State is split between two locations based on scope and lifetime:

Repo-level state (`.claude/.skill-state/`)

Lives inside the repository, under a path that is typically gitignored. Contains state that is specific to a particular repo’s active work:

Directory	Contents
`composer/<sessionId>.json`	Composer session state: current step, template vars, timestamps
`sandbox/<slug>.json`	Sandbox state: worktree path, branch name, ralph iteration count
`config.json`	Repo-level config overrides (ADO org, field mappings)

User-level state (`~/claude-skill-tools/`)

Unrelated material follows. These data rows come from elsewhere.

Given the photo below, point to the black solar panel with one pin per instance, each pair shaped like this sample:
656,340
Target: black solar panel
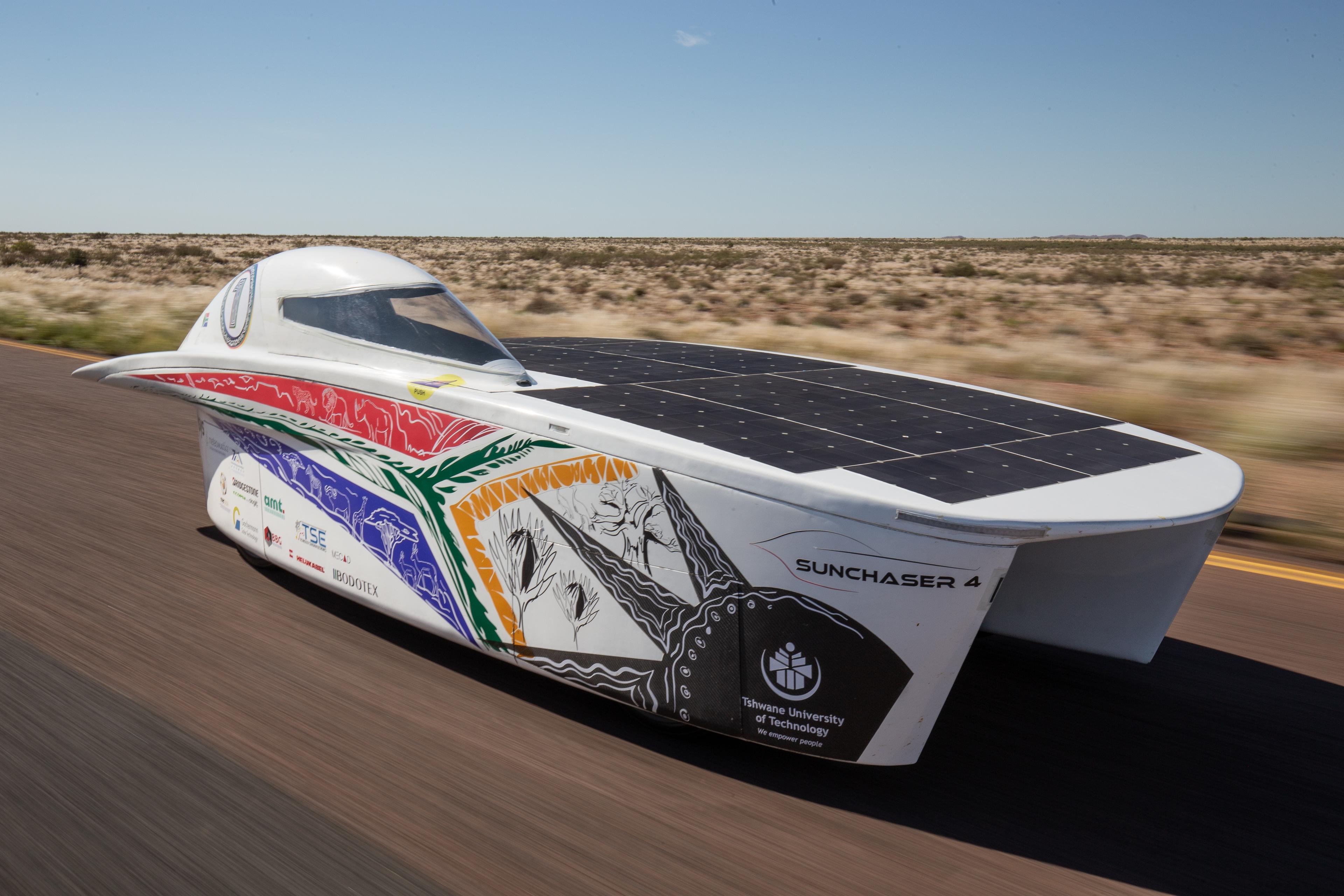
945,441
961,399
541,354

Lives in the user’s home directory. Contains state that spans repositories or persists beyond a single repo’s lifecycle:

Directory	Contents
`session-maps/`	Mappings from composer session IDs to Claude CLI session IDs
`parsed-cache/`	Cached parsed session data for session-explorer
`config.json`	User-level default configuration

Config resolution

Configuration uses a two-level merge strategy. The repo-level config at .claude/.skill-state/config.json is merged over the user-level config at ~/claude-skill-tools/config.json on a per-field basis. This allows repository-specific overrides (such as a different ADO organization) without duplicating the entire config.

Testing Strategy

Tests use Vitest and are organized into two tiers based on their I/O requirements:

Tier 1: Pure function tests (`tests/tier1/`)

These test pure logic with no filesystem access, no mocking, and no side effects. They are fast, deterministic, and have the highest return on investment. Examples include slug generation, template resolution, and comment parsing.

Tier 2: Filesystem tests (`tests/tier2/`)

These test behavior that requires a real filesystem. Each test:

Creates a temporary directory
Initializes a .git/ directory inside it
Changes the working directory to the temp dir
Calls _resetRepoRootCache() to clear the cached repo root
Runs the test
Restores the original working directory in afterAll

Shared fixtures (tests/helpers/fixtures.ts) provide createTempDir, removeTempDir, writeJson, and writeFile utilities.

Coverage

Run npm run test:coverage for a v8 coverage report. There is no configured coverage threshold, but the goal is comprehensive tier 1 coverage for all pure logic and targeted tier 2 coverage for filesystem-dependent behavior.

No linter

There is no ESLint or Prettier configuration. TypeScript strict mode serves as the primary static analysis tool. Code style consistency is maintained by convention rather than enforcement tooling.